Released on September 24th, Stevens’ new album, A Beginner’s Mind – made in collaboration with label-mate and personal friend Angelo de Augustine – however, sees a return to the lusciously arranged indie-folk he first made his mark with. A warmth truly pervades every corner of A Beginner’s Mind, as Stevens and de Augustine, strip-back the most grandeur aspects of early albums, namely Illinois and Michigan, both conceptually and musically. U.S. state history is replaced with the influence of film; the two artists watched movies every day while making the album in up state New York. On first listen, this may not be evident – with the exceptions of plainly-stated references in song titles, such as Back to Oz. Stevens and de Augustine take snapshots of moments, emotions and themes within each film from which sprawling, empathetic visions are born. What the album is not, therefore, is a collection of detached soundtrack tracks; it is, rather, accessible without much thought of the subtextual influences, and is better for this. 

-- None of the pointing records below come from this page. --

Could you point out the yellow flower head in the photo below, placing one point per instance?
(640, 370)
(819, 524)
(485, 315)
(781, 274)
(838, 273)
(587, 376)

The duality of these songs, and a listener’s understanding of the songs, therefore, raises the album beyond that of mediocrity

In the instance of the track Cimmerian Shade, Stevens and de Augustine take on the voice of Buffalo Bill from the film The Silence of the Lambs. They sing, ‘fix it all, Jonathan Demme’ over gently plucked guitar, bell and string arrangements, begging the director to make the audience love him and for him to love himself, reaching out of his ‘prison of shame’. The controversial portrayal of Bill’s gender identity and artistic integrity are explored here by the two songwriters. Yet, when removed from the overarching concept of the film, wider commentary on identity and comfort within one’s skin, over which one has limited control, remains apparent. The duality of these songs, and a listener’s understanding of the songs, therefore, raises the album beyond that of mediocrity. 

While the majority of the album consists of mellow acoustic-driven instrumentation, with occasional string embellishments, intermittent upbeat moments complete the album highlights. The groove of Back to Oz, complemented with a muddied electric guitar intro and solo on the bridge, elevates the sonic diversity that de Augustine and Stevens offer.

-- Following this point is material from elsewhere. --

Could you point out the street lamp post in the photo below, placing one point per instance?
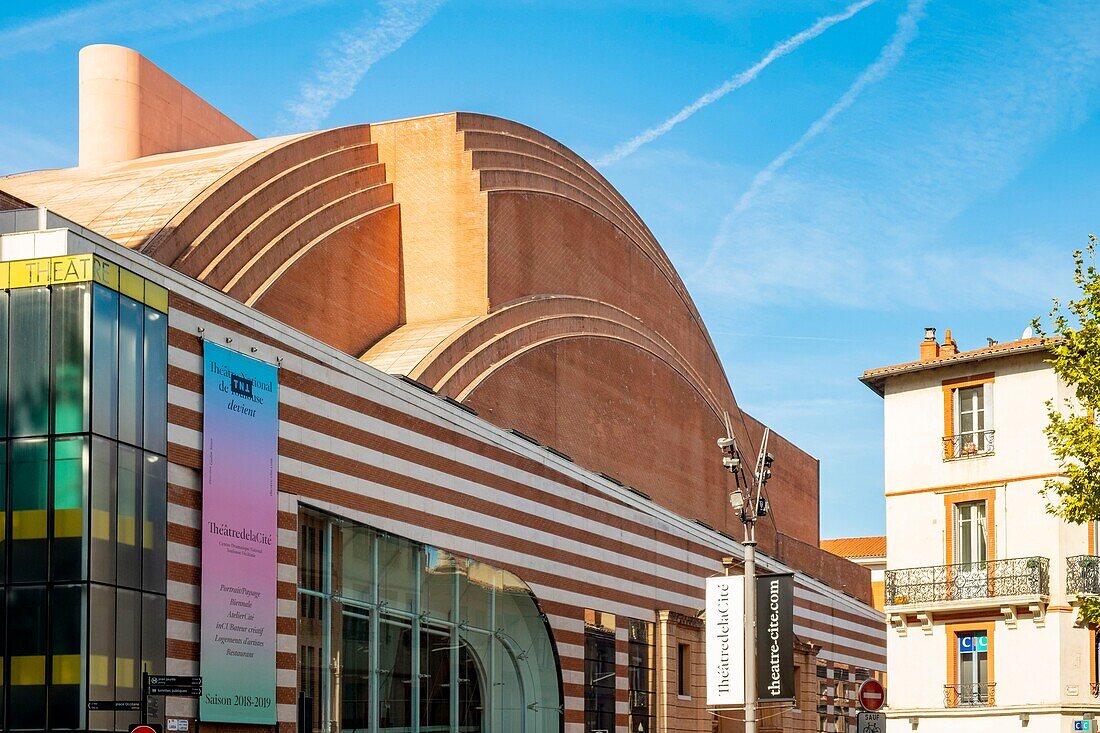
(748, 499)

The two artists’ voices can also be understood well within the context of instrumentation. It is difficult to imagine two voices more complementary within the indie-folk genre; Stevens and de Augustine’s whispery falsettos become nearly indistinguishable in their upper range, creating haunting echoes in tracks such as Lady Macbeth In Chains, and contrasts the subtle but more apparent difference in tone in their lower ranges. The use of reverb furthers the embedding of their voices into the wider instrumental palette, like film characters within the three-minute cinematic moments they are portraying. 

After Stevens’ recent diversions into other genres and styles, the pure masterclass in songwriting found on A Beginner’s Mind is a timely reminder of the artist’s place as one of the most influential indie-folk artists of our time. It is also important to recognise that this project is as much de Augustine’s as Steven’s, cementing his place within the industry beside his collaborator.